Implications fiscales du choix de plan
Le choix du plan a des implications fiscales directes. Une maison en location nue longue durée bénéficie du régime des revenus fonciers (déduction des charges réelles ou abattement 30 % en micro-foncier). Une maison en location meublée non professionnelle (LMNP) bénéficie du régime BIC (amortissement comptable du bien et du mobilier, fiscalement très favorable les premières années).
Pour basculer en LMNP, le plan doit prévoir des espaces meublés permanents (placards intégrés, cuisine équipée, mobilier modulable). Cela influe sur les volumes : plus de placards, moins d'armoires libres. La salle de bains doit être conçue pour intégrer le mobilier dès le départ.
Pour la location saisonnière touristique, le plan doit favoriser l'accueil de groupes : grand séjour-cuisine convivial, chambres de tailles équivalentes (pas de hiérarchie maître/secondaire), SDB et WC en nombre suffisant (ratio 1 SDB pour 4 personnes). C'est un plan totalement différent d'une maison familiale traditionnelle.
Trois projets locatifs en Rhône-Alpes
Projet 1 — Vénissieux (69), terrain 350 m², coût 90 000 €. Maison T3 70 m² conçue pour location nue longue durée (cible jeune famille). Coût total 215 000 € (plans + construction + raccordements). Loyer estimé 850 €/mois soit rendement brut 4,7 %.

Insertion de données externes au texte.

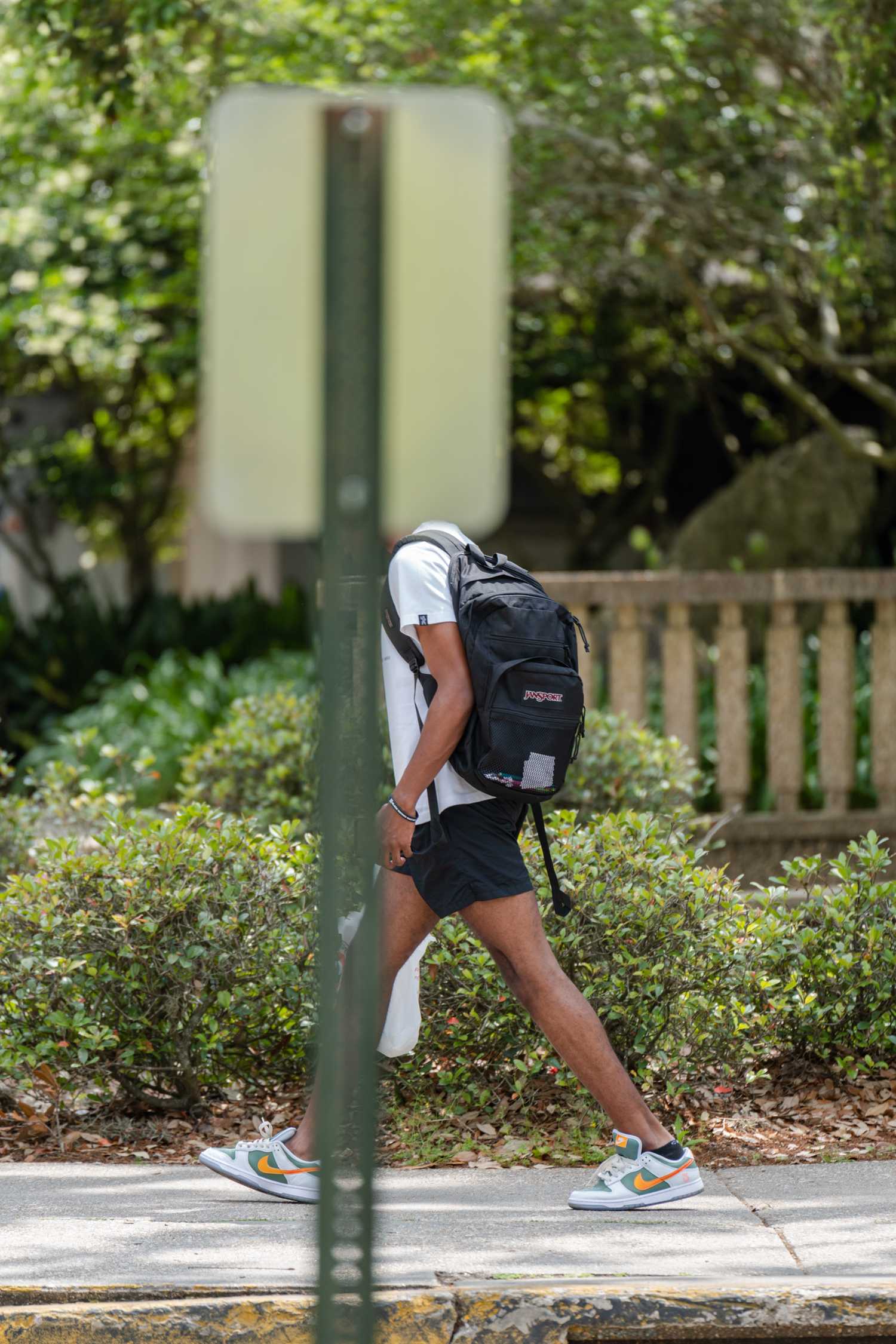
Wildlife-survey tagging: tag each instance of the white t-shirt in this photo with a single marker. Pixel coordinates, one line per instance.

Projet 2 — Brignais (69), terrain 600 m², coût 165 000 €. Maison à deux logements (T2 + T3) avec entrées séparées et deux compteurs. Coût total 295 000 €. Loyer cumulé 1 750 €/mois soit rendement brut 4,5 %, mais fiscalité optimisée par la double propriété.
Projet 3 — Anse (69), terrain 700 m², coût 135 000 €. Maison T4 90 m² avec piscine, conçue pour location saisonnière 4 mois/an + location nue 8 mois/an. Coût total 290 000 €. Revenu annuel cumulé estimé 18 000 € soit rendement brut 4,2 % mais avec une exposition économique différente (saisonnier plus volatile).
Pour conclure
Construire pour louer demande une approche différente de la construction personnelle. Le plan doit être pensé pour le marché locatif local, non pour ses propres préférences. Avec une bonne configuration, un dimensionnement précis et des matériaux durables, on optimise à la fois le loyer mensuel et la valeur de revente.